Measures in the Bill include ensuring that when firms are taken over the new owners are duty bound to fulfil pension promises made to workers, trimming the requirement on final salary pension schemes to raise incomes of retired members and the creation of an online retirement planning service to help individuals find out how much their state, private and occupational pensions are worth.
The Bill set out plans to persuade people to defer drawing their state pension. The Government will reward those who wait another five years with a lump sum of up to £30,000 or a £52 a week rise in their pension.
It also proposes a new pension regulator with a remit to examine under-funding, fraud and mal-administration.
But the main proposal, a plan to introduce a pensions protection fund to protect the eight million members of final salary company schemes if their employer goes bankrupt is particularly controversial.
The plan will force all companies operating a final salary pension scheme to pay a levy which will compensate workers if their scheme is wound up. The £300 million-a-year fund will guarantee that people who have already retired will receive 100 per cent of their pension while those still working will receive 90 per cent..
But experts have warned that fund could have the opposite effect to what is intended and encourage many under-funded schemes to close.
Under the government’s original plans, however, the levy was intended to be risk-based under which companies whose schemes were poorly-funded or at greater risk of going bust would have had to pay more than employers with well-funded schemes.

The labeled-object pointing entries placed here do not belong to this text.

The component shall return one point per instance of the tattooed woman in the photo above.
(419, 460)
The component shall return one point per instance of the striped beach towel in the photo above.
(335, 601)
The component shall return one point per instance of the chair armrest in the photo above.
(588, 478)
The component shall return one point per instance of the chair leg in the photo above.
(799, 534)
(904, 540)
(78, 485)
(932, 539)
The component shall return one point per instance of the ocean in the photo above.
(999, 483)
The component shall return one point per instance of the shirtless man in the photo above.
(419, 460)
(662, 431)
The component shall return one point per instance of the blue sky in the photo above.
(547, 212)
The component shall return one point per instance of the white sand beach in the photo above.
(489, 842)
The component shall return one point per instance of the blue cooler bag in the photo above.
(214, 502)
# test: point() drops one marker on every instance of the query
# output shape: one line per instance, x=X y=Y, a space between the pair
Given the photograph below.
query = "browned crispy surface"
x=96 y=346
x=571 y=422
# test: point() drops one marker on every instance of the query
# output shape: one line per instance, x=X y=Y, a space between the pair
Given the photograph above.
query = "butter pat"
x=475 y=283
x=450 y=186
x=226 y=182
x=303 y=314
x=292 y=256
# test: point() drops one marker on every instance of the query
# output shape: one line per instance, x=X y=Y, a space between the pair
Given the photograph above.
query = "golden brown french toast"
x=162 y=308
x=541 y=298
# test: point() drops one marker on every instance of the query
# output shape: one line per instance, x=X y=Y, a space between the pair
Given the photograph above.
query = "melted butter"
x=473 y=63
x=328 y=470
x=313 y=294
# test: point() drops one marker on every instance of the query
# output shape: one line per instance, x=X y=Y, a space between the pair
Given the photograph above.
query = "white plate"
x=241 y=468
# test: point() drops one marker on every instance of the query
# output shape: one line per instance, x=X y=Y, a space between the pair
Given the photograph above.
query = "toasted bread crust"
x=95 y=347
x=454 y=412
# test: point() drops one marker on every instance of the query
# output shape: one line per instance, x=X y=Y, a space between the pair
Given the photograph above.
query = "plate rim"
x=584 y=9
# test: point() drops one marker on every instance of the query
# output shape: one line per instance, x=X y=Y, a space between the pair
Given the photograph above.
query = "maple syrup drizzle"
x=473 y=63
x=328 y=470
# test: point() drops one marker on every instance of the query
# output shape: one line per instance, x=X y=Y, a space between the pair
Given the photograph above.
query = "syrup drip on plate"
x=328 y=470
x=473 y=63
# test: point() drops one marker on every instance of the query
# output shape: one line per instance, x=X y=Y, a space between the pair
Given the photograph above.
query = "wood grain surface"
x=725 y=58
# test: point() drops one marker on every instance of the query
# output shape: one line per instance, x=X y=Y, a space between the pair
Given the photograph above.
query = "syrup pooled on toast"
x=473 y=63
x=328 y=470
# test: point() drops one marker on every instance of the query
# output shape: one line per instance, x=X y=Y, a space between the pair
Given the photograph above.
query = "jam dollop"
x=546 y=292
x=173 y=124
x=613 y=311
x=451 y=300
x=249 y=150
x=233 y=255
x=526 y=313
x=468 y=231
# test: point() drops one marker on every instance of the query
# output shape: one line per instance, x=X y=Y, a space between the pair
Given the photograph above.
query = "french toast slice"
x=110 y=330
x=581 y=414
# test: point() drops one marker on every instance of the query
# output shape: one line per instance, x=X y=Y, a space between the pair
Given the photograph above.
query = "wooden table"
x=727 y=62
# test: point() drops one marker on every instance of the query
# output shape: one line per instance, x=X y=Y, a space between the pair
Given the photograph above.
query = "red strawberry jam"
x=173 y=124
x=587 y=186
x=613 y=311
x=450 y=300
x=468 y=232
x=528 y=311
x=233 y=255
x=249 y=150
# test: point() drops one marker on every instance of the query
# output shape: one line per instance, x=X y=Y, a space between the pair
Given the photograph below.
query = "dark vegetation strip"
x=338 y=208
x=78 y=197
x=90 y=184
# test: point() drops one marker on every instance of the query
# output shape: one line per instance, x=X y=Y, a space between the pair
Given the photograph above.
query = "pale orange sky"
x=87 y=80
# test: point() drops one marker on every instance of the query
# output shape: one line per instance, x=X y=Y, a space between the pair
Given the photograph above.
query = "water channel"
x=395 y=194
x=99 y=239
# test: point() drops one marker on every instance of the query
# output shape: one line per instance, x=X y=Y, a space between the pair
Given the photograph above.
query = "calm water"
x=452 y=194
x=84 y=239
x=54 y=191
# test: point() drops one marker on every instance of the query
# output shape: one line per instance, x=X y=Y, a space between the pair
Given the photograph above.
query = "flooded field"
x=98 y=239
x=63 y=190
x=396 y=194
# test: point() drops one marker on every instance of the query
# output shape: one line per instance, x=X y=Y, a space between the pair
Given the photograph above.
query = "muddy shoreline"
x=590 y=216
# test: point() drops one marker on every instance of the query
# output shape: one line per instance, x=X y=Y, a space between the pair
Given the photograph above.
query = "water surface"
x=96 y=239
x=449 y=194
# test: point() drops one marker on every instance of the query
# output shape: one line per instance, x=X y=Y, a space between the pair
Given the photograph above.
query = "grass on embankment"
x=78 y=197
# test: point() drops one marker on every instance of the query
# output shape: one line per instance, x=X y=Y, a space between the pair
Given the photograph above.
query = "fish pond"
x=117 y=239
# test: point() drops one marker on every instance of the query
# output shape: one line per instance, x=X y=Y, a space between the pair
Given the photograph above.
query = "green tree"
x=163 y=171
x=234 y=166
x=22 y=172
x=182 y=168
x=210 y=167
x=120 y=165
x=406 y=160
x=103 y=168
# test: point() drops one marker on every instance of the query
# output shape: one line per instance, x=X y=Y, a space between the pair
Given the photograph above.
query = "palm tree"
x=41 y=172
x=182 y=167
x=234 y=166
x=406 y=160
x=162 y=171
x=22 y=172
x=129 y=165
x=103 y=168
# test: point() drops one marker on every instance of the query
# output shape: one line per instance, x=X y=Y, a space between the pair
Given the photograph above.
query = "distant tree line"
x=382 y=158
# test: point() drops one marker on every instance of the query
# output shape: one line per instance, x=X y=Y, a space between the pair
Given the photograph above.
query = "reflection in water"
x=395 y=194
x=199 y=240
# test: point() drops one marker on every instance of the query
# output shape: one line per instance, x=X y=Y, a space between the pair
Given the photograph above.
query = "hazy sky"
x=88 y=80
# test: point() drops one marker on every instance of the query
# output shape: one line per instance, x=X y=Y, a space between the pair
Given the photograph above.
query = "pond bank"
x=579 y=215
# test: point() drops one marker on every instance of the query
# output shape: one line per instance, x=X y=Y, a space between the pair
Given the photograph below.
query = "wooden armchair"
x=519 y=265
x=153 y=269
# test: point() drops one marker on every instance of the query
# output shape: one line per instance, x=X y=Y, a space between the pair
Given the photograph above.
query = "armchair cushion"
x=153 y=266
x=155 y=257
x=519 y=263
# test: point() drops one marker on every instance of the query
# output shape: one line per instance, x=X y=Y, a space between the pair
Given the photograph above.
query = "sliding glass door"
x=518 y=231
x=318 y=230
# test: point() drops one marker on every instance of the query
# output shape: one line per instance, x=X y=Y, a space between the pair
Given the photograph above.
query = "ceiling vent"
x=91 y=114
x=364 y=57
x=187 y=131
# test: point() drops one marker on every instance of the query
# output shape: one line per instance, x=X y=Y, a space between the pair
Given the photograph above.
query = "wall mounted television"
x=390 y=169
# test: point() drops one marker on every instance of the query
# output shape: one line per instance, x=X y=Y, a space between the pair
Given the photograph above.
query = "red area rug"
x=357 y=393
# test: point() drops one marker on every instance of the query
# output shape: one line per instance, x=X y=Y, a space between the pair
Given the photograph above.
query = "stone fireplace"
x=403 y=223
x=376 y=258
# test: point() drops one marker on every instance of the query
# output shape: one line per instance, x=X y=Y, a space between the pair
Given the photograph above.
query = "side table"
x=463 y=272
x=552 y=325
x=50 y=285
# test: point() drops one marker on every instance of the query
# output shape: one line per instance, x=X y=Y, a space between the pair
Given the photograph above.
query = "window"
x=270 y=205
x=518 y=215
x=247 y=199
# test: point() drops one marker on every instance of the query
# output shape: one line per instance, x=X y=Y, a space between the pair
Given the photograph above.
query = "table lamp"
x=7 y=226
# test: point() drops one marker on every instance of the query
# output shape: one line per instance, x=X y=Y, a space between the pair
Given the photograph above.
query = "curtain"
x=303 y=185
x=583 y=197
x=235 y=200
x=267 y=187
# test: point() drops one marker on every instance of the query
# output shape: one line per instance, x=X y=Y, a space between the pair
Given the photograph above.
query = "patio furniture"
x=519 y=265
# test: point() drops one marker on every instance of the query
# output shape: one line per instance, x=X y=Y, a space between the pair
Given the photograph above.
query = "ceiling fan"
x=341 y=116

But such were the complexities of devising such a plan that a flat-rate levy has been introduced, leading critics to point out that the scheme effectively forces well-run companies to bail out the irresponsible.
Although the Department for Work and Pensions has said that it still plans to introduce the risk-based levy after two years, no plans have emerged as to exactly how it will work.
Pensions experts also warned that the Bill fails to address fundamental weaknesses in the UK pensions system in the longer term and still does not offer enough incentives to encourage people to save for their retirements.
Steve Webb MP, the Liberal Democrat work and pensions spokesman, said the pensions bill was "half baked". He said: "The pensions protection fund is an insurance scheme not based on risk. It's like asking a careful driver to pay the same as a boy racer. To ask all companies to pay the same punishes the good guys."
The Chairman of the National Association of Pension Funds, Terry Faulkner, was also scathing:
"Few could argue with the spirit of the measures proposed, particularly greater security for defined benefit pension scheme members, better information, a more flexible approach to scheme funding, and better regulation. In themselves these are all good things,” he said.
"But is there anything in today's Bill to simplify our archaic state pension system? Is there anything to encourage firms to offer decent pensions to their employees, or keep existing schemes open? Are there new incentives to encourage people to save? Is there any real long term vision, or a clear pension strategy to achieve that vision. Regrettably, the answer to all these questions is “No”.”